Online Mirror Descent

In this blog post, we introduce OMD and state an upperbound for its regret. Using this upperbound, we analyze the regret of the algorithm we proposed in our previous blog.

OMD can also be thought of as a game between a player and an adversary which proceeds as follows:

  1. For \(t=1...T\)
    1. Player chooses a point \(x_t\) from a convex set \(\mathcal{K}\)
    2. The adversary simultaneously reveals a convex function \(f_t\) to the player.
    3. The player suffers the loss \(f_t(x_t)\)

Like before, the goal of the player is to minimize the regret:

\[\sum_{t=1}^T f_t(x_t) - \min_{x^\star \in \mathcal{K}}\sum_{t=1}^T f_t(x^\star)\]

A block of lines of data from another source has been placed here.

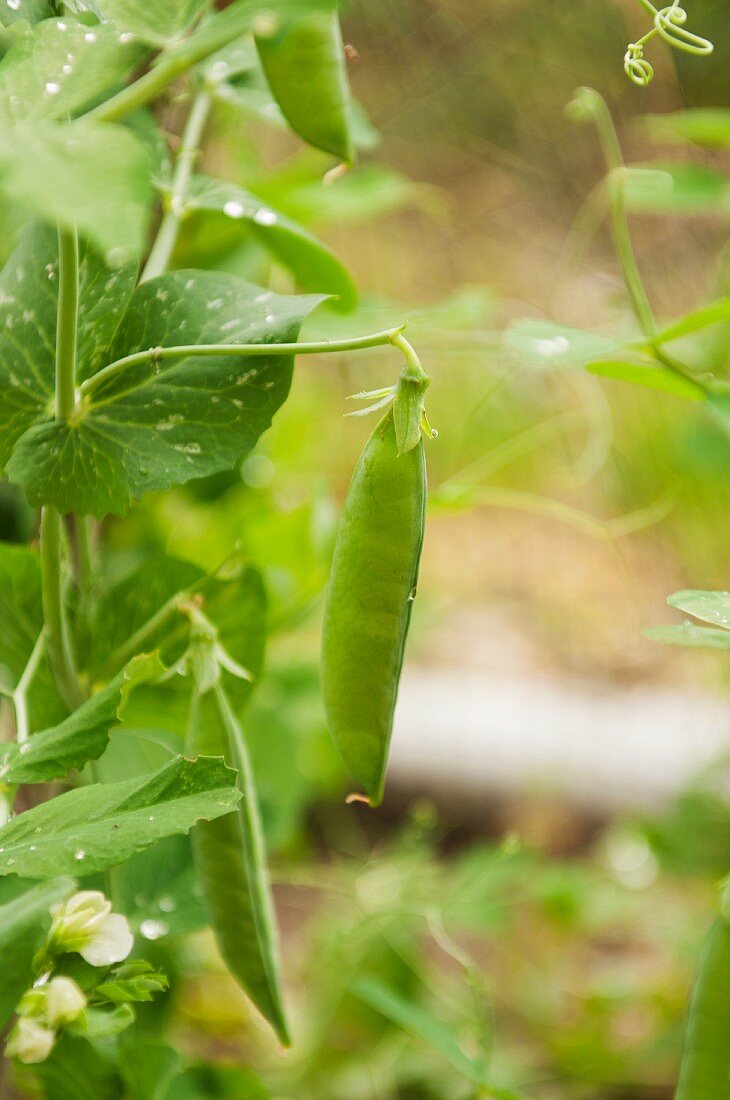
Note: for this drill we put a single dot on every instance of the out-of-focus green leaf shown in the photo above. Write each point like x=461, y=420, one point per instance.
x=675, y=189
x=420, y=1024
x=93, y=827
x=544, y=343
x=314, y=265
x=303, y=59
x=689, y=634
x=81, y=737
x=23, y=925
x=649, y=374
x=157, y=23
x=704, y=125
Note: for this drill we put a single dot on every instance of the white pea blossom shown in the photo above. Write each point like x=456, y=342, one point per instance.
x=64, y=1001
x=86, y=924
x=30, y=1041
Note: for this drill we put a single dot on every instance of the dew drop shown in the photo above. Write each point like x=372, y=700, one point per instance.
x=154, y=930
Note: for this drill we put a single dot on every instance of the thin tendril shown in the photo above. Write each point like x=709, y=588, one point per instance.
x=670, y=25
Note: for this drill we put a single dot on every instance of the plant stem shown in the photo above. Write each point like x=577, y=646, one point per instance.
x=224, y=28
x=154, y=355
x=164, y=244
x=54, y=613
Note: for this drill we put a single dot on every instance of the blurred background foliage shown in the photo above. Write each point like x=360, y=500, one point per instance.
x=428, y=954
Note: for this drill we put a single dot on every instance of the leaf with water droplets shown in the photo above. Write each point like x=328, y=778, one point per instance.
x=61, y=68
x=314, y=265
x=88, y=829
x=81, y=737
x=303, y=58
x=157, y=23
x=29, y=296
x=155, y=425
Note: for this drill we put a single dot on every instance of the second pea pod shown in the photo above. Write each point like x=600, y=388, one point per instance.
x=372, y=590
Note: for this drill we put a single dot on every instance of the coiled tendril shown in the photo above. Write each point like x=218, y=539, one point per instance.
x=670, y=25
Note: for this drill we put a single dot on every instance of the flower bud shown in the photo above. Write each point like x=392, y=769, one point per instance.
x=30, y=1041
x=86, y=924
x=65, y=1001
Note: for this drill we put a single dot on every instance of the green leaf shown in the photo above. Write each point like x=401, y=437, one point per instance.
x=99, y=173
x=95, y=827
x=688, y=634
x=23, y=925
x=314, y=265
x=29, y=296
x=198, y=416
x=646, y=373
x=704, y=125
x=421, y=1024
x=708, y=606
x=156, y=23
x=231, y=860
x=81, y=737
x=62, y=68
x=544, y=343
x=675, y=189
x=22, y=616
x=133, y=981
x=303, y=59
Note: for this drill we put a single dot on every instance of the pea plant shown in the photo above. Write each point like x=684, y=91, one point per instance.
x=121, y=375
x=676, y=359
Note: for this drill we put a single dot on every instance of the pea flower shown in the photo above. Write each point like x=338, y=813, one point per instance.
x=64, y=1001
x=30, y=1041
x=86, y=924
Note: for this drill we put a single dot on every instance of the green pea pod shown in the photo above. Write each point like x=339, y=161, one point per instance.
x=369, y=600
x=705, y=1073
x=231, y=864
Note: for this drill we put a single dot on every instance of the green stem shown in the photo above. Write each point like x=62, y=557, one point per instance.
x=224, y=28
x=57, y=636
x=155, y=355
x=54, y=613
x=166, y=238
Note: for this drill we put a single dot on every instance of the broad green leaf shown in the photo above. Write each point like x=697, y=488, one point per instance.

To understand OMD, we need to introduce Bregman Divergences and Fenchel Conjugates.

Bregman Divergence

Let \(R(x)\) be a convex function. The Bregman Divergence \(D_R(x\|y)\) is:

\[D_R(x\|y) = R(x)-R(y)-\langle \nabla R(y),x-y\rangle\]

In words, \(D_R(x\|y)\) is the difference between \(R(x)\) and the first order approximation of \(R(x)\) from \(y\), which is \(R(y)+\langle \nabla R(y),x-y\rangle\). As a consequence of convexity, \(D_R(x\|y) \geq 0\).

Fenchel Conjugate

The Fenchel Conjugate of \(R(x)\) is defined as:

\[R^\star(\theta) = \max_x \langle x,\theta \rangle - R(x)\]

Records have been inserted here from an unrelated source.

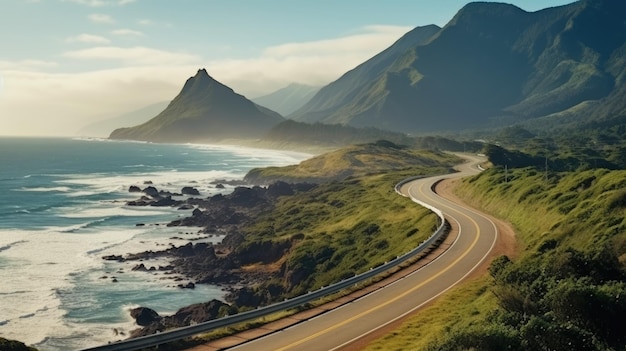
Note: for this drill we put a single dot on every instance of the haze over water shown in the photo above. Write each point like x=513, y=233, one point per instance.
x=63, y=208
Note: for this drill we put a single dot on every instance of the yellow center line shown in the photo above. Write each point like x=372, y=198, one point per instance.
x=388, y=302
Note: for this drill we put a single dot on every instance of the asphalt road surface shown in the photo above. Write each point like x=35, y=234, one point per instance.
x=339, y=327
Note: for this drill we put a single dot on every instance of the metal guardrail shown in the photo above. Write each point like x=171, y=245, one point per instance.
x=183, y=332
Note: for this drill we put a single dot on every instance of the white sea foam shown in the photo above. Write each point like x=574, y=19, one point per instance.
x=54, y=274
x=59, y=293
x=61, y=189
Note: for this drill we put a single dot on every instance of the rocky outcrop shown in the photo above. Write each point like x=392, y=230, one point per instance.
x=188, y=190
x=193, y=314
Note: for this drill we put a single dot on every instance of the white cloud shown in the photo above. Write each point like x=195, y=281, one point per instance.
x=315, y=63
x=135, y=56
x=127, y=32
x=26, y=65
x=33, y=102
x=88, y=39
x=100, y=3
x=101, y=18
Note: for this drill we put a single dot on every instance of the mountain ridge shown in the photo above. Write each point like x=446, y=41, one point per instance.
x=492, y=65
x=204, y=110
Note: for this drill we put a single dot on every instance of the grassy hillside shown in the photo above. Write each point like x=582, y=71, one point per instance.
x=355, y=160
x=566, y=289
x=344, y=226
x=492, y=65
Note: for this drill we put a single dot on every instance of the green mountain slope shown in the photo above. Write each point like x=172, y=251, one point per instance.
x=493, y=65
x=287, y=99
x=103, y=128
x=204, y=110
x=354, y=160
x=347, y=87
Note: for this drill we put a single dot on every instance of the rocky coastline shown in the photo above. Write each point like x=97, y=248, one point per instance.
x=224, y=264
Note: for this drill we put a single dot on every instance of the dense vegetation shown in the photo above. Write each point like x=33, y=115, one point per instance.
x=354, y=160
x=344, y=226
x=566, y=288
x=580, y=149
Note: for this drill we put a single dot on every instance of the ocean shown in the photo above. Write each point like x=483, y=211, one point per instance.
x=62, y=208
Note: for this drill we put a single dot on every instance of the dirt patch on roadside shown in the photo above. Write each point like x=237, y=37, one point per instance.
x=505, y=245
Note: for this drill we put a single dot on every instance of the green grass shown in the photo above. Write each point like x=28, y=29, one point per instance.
x=346, y=227
x=563, y=292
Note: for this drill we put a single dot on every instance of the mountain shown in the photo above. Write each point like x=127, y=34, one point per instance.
x=492, y=65
x=287, y=99
x=204, y=110
x=104, y=127
x=346, y=88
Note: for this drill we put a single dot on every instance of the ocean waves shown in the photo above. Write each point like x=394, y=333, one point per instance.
x=59, y=216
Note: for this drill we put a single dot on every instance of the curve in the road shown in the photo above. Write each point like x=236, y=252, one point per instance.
x=341, y=326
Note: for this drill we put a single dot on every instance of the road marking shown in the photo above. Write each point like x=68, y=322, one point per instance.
x=388, y=302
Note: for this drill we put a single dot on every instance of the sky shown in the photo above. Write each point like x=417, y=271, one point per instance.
x=65, y=64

From its definition, we have \(R^\star(\theta) +R(x) \geq \langle x,\theta \rangle\), which is the Fenchel-Young inequality.

Online Mirror Descent

The OMD algorithm uses a convex regularization function \(R(x)\). The algorithm is as follows:

  1. The player picks \(y_1\) such that \(\nabla R(y_1)=0\) and \(x_1 = \arg \min \limits_{x\in \mathcal{K}} D_R(x\|y_1)\)
  2. For \(t=1...T\)
    1. Player chooses the point \(x_t\)
    2. The player sees \(f_t\) and suffers the loss \(f_t(x_t)\)
    3. Update \(y_{t+1}\) \(\nabla R(y_{t+1}) = \nabla R(x_{t}) - \eta \nabla f_t(x_t)\)
    4. Project back to \(\mathcal{K}\) \(x_{t+1} = \arg \min \limits_{x\in \mathcal{K}} D_R(x\|y_{t+1})\)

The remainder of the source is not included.